Alimentados así en la mesa de la Ley divina y del sagrado Altar, amen
fraternalmente a los miembros de Cristo, reverencien y amen con espíritu filial
a sus pastores y vivan y sientan más y más con la Iglesia y conságrense
totalmente a su misión” (Perfectae Caritatis, n° 6).
"Atañe a los sacerdotes, como educadores en la fe, procurar
que cada uno de los fieles sea conducido en el Espíritu Santo a cultivar su
propia vocación según el Evangelio… Enséñenles a no vivir sólo para sí, sino
que, según las exigencias de la nueva ley de la caridad, ponga cada uno al
servicio del otro el don que recibió… No olviden que todos los consagrados,
hombres y mujeres, por ser la porción selecta en la casa del Señor, merecen un
cuidado especial para su progreso espiritual en bien de toda la Iglesia… Pero
el deber del pastor no se limita sólo al cuidado de los fieles de su comunidad,
sino que se extiende a toda la Iglesia imbuido por el celo misionero”
(Presbiterorum ordinis, n° 6).
Al respecto recordaba en la carta pastoral que "para la
evangelización del mundo hacen falta, sobre todo, evangelizadores. Por eso,
todos, comenzando desde las familias cristianas, debemos sentir la
responsabilidad de favorecer el surgir y madurar de vocaciones misioneras, ya
sacerdotales y religiosas, ya laicales, recurriendo a todo medio oportuno, sin
abandonar jamás el medio privilegiado de la oración: "La mies es mucha y los
obreros pocos. ¡Rueguen al dueño de la mies que envíe obreros a su mies!” (Mt
9,37-38) (n° 51).
Y, referido a lo tercero, digo en la carta pastoral, (n° 7),
que "me parece oportuno dirigir el espíritu hacia el "XI Congreso Eucarístico
Nacional” que se celebrará en San Miguel del Tucumán, del 16 al 19 de junio de
2016, en las vísperas de la celebración de los 200 años de la proclamación de
la Independencia de nuestra Patria, con el fin de exhortar a toda la comunidad
diocesana, especialmente al laicado, a emprender un camino de conveniente
preparación en orden a este acontecimiento eucarístico, para que su
participación sea una sincera asunción del lema "Jesucristo, Señor de la
Historia, te necesitamos”, que rodea el logo del Congreso cuyo fondo es el
histórico solar donde se reunieron los fautores de la Independencia”.

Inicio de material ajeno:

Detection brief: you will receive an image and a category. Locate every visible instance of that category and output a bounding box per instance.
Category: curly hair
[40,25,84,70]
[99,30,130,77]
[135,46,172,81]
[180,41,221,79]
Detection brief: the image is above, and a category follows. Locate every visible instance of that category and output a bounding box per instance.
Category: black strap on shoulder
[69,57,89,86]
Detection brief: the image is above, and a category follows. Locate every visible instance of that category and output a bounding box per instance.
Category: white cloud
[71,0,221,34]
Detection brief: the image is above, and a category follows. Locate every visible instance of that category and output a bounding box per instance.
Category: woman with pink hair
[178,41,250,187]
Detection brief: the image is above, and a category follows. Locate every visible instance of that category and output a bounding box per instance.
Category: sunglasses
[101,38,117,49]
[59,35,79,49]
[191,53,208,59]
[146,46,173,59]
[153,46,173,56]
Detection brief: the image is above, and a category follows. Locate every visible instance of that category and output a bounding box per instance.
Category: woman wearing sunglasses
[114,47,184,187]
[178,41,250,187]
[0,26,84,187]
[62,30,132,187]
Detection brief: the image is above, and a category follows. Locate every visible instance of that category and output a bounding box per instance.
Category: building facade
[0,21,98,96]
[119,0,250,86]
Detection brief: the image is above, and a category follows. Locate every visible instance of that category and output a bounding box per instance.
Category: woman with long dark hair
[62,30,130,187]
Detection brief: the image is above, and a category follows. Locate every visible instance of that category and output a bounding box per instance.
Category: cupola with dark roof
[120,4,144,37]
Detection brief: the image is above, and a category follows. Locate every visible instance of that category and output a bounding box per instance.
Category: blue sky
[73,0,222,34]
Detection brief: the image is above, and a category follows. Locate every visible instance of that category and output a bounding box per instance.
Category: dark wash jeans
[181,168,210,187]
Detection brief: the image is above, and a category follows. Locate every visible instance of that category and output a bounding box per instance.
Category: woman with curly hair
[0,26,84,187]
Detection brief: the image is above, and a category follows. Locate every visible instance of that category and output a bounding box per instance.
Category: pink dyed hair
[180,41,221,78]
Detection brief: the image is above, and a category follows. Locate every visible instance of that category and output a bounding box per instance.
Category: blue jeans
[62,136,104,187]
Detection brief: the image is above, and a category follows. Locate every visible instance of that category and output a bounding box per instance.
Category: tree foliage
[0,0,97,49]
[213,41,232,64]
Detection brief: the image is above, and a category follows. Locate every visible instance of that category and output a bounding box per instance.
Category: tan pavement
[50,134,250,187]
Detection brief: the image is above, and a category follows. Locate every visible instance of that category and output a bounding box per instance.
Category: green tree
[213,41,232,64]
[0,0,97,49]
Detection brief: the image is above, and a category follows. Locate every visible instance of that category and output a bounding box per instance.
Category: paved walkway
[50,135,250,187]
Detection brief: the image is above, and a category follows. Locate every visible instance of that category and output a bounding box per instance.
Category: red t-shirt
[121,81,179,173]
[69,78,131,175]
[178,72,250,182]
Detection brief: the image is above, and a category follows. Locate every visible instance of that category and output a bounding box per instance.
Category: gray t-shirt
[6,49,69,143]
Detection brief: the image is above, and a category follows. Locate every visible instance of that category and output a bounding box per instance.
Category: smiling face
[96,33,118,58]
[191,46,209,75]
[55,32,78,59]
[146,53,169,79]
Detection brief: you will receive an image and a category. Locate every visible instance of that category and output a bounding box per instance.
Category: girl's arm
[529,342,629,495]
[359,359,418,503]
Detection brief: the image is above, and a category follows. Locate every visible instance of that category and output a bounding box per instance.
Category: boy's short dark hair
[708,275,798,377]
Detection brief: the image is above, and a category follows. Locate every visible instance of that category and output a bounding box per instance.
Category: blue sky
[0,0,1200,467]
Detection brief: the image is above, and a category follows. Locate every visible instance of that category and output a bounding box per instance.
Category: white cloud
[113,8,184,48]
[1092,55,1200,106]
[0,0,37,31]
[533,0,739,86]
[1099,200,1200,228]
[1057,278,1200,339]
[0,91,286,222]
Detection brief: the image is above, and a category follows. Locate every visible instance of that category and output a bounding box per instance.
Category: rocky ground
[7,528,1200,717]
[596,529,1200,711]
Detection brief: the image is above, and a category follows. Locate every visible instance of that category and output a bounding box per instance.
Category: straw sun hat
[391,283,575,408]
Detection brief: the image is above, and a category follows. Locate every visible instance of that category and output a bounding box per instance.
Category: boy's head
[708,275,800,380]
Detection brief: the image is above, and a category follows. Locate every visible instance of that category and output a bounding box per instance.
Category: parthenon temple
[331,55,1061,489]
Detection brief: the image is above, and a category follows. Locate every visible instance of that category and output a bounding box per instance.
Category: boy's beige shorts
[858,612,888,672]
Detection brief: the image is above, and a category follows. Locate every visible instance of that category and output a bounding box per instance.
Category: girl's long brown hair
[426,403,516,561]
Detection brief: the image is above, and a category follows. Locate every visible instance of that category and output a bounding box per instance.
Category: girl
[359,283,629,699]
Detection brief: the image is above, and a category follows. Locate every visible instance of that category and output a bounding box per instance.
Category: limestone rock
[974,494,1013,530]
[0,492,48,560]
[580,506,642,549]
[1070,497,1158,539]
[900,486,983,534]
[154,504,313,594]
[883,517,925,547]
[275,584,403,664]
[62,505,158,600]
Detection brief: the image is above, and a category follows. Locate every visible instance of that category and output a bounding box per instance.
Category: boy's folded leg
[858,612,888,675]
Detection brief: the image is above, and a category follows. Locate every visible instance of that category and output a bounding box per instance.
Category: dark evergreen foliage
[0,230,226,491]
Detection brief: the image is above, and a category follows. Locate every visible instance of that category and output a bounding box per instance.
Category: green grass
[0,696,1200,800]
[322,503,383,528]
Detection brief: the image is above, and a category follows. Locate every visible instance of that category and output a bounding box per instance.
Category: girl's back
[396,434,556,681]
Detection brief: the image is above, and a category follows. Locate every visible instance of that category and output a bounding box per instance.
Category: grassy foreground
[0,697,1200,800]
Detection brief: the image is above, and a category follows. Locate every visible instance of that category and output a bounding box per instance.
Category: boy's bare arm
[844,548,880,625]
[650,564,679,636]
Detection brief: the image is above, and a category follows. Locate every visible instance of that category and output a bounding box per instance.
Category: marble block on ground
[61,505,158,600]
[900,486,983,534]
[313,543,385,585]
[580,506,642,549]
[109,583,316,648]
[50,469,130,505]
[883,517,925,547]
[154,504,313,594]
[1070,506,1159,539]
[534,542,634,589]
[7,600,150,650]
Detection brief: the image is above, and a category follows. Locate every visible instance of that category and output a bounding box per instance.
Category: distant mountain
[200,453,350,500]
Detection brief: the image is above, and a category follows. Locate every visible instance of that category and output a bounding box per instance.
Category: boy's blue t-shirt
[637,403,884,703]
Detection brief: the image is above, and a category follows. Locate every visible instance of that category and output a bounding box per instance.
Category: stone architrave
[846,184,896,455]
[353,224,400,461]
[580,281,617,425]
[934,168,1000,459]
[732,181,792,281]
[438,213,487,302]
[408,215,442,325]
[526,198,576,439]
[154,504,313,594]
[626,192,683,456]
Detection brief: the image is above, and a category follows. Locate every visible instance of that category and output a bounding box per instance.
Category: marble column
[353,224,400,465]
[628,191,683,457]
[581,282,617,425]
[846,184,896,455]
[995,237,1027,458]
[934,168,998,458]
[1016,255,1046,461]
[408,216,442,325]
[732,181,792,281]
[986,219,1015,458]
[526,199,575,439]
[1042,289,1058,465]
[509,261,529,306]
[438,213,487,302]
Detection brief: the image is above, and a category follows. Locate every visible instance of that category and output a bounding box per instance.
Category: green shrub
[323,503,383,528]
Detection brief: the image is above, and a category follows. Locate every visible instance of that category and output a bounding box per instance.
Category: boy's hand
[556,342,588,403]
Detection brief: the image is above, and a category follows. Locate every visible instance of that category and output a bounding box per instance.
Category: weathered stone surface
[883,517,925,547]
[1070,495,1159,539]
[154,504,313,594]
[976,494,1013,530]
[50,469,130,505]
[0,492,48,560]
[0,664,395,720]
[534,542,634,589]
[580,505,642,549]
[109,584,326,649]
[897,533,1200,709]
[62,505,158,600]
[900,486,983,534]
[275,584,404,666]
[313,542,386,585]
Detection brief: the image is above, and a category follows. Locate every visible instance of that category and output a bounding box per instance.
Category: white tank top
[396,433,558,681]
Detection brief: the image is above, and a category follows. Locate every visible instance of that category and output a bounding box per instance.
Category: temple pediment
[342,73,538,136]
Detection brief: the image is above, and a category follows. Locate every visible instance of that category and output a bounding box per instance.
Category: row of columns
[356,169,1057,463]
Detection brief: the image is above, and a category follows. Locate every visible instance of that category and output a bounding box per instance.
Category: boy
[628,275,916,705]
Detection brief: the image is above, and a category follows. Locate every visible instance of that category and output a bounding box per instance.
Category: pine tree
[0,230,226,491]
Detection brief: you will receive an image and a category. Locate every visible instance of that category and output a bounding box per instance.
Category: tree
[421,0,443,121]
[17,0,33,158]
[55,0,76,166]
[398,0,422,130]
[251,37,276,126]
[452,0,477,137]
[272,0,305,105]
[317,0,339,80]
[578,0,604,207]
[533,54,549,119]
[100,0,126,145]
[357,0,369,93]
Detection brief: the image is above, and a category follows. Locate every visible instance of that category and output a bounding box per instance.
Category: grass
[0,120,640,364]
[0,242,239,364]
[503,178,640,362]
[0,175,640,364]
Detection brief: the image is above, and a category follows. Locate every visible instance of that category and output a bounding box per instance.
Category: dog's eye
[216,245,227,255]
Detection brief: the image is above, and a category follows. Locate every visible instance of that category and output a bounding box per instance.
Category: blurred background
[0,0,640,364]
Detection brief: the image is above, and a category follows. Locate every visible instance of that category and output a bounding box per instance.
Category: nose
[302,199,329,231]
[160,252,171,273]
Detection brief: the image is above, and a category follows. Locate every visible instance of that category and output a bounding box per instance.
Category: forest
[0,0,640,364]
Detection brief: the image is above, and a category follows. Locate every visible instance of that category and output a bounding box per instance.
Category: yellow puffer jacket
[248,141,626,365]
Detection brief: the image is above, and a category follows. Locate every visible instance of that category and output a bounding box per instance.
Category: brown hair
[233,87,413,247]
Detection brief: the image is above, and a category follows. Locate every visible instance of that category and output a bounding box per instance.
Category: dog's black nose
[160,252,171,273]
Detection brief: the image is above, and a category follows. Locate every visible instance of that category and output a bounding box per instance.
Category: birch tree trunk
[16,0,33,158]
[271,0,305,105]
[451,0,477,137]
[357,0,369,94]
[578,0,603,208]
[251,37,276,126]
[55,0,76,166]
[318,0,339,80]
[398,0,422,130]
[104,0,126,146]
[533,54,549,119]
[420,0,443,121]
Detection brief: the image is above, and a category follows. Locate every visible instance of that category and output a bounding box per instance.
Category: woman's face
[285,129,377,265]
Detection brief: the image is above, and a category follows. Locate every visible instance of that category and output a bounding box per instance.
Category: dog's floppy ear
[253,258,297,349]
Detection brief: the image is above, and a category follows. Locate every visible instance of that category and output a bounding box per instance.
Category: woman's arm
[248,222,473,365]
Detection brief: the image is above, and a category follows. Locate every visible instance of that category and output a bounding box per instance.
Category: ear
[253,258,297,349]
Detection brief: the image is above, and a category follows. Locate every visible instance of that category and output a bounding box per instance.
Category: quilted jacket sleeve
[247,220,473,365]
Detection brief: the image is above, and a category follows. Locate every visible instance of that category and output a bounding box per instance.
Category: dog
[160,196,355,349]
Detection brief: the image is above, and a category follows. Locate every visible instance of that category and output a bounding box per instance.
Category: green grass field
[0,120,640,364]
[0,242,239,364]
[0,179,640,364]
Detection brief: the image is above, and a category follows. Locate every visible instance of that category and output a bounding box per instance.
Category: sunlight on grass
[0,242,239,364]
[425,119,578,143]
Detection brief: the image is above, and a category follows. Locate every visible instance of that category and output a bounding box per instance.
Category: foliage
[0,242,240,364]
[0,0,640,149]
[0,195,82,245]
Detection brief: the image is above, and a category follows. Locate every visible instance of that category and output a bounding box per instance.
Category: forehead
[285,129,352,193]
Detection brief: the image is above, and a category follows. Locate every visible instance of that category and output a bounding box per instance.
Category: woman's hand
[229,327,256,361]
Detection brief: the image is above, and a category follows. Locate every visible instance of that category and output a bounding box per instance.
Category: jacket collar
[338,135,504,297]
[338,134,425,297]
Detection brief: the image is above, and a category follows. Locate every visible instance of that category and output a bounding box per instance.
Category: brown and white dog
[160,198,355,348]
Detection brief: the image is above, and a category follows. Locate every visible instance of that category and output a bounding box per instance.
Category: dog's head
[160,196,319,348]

Es por eso, queridos hermanos sacerdotes, que, siguiendo la
enseñanza del Papa Benedicto XVI en su Exhortación Apostólica Sacramentum
Caritatis acerca de la Eucaristía, como ministros de los sagrados misterios,
renueven su ministerio por medio de una sólida vida de oración y de piedad
eucarística. Dense tiempo para el encuentro diario con Jesús, adorándolo
presente en el Sagrario. Alimenten su vida cada jornada con la oración pausada
y serena de la Liturgia de las Horas, así como del Rosario y de otras
manifestaciones de genuina piedad mariana.
Como los sacerdotes no somos autosuficientes, busquen el
apoyo en la fraternidad sacerdotal y en la dirección espiritual, instrumento
indispensable para un verdadero crecimiento interior.
Posibilitemos que el santo Crisma con el que fuimos ungidos
y configurados con Cristo vuelva a brillar en nuestra vida y ministerio. Que el
Espíritu Santo, quien nos consagró, encuentre en nosotros una renovada
disposición a dejarnos tocar y transformar por su acción vivificante.
Y que la ayuda de la Gracia que recibiremos y dispensaremos
en estos días nos renueve para ser cada vez más sacerdotes según el Corazón de
Jesús, Buen Pastor.
Todo esto lo confiamos al auxilio y a la intercesión de la
Santísima Virgen María, Madre de los Sacerdotes, para seguir sirviendo al santo
Pueblo de Dios como maestros, padres, pastores y testigos de Cristo Resucitado,
quien vive y reina con el Padre y el Espíritu Santo. Amén.